Both surveys indicate that Biden’s Catholic faith did not significantly sway Catholic voters.
Meanwhile, Cardinal Wilton D. Gregory of Washington, who received his red hat at the Vatican Nov. 28, has said he hoped to collaborate with Biden where possible while respectfully pointing out where the president-elect’s policies diverge from Catholic teaching.
He also told CNS Nov. 24 he would not prevent the new president, who attends Mass every Sunday, from receiving holy Communion in the archdiocese.
“The kind of relationship that I hope we will have is a conversational relationship where we can discover areas where we can cooperate that reflect the social teachings of the Church, knowing full well that there are some areas where we won’t agree,” Cardinal Gregory said. “They are areas where the Church’s position is very clear,” particularly its opposition to the president-elect’s support for legal abortion.
The election year opened with Trump facing impeachment by the Democratic-controlled House of Representatives. House members voted along party lines to impeach Trump Dec. 18, 2019, for abuse of power by enlisting a foreign government to investigate a political rival — Biden — ahead of the election and obstruction of Congress’ investigation of the matter.
Impeachment hearings ran for 10 days, Jan. 22-31, in the Republican-led Senate. With 67 votes need for a conviction, the Senate Feb. 5 voted 52-48 on the first count and 53-47 on the second count to acquit the president.
Trump celebrated the Senate votes the next morning at the National Prayer Breakfast, walking on stage and displaying newspapers announcing in bold headlines that he had been “Acquitted.”
As four members of Congress and a well-known economist called for healing, unity and “love of neighbor” at the 68th annual event attended by more than 3,000 people in Washington, Trump broke ranks and criticized Democrats for impeaching him while he hailed Republicans who acquitted him.

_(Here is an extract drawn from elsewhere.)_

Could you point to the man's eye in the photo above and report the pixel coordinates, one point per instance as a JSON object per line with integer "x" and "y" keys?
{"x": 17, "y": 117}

The president accused Democrats, whom he called “very dishonest and corrupt people,” of putting his family and the country through “a terrible ordeal” before delivering prepared remarks.
Trump recapped actions his administration had undertaken including steps to support prayer in classrooms, aid persecuted religious minorities such as the Yazidis in Iraq and Christians elsewhere, policies to protect unborn children and the formation of the international Religious Freedom Alliance involving about 25 nations.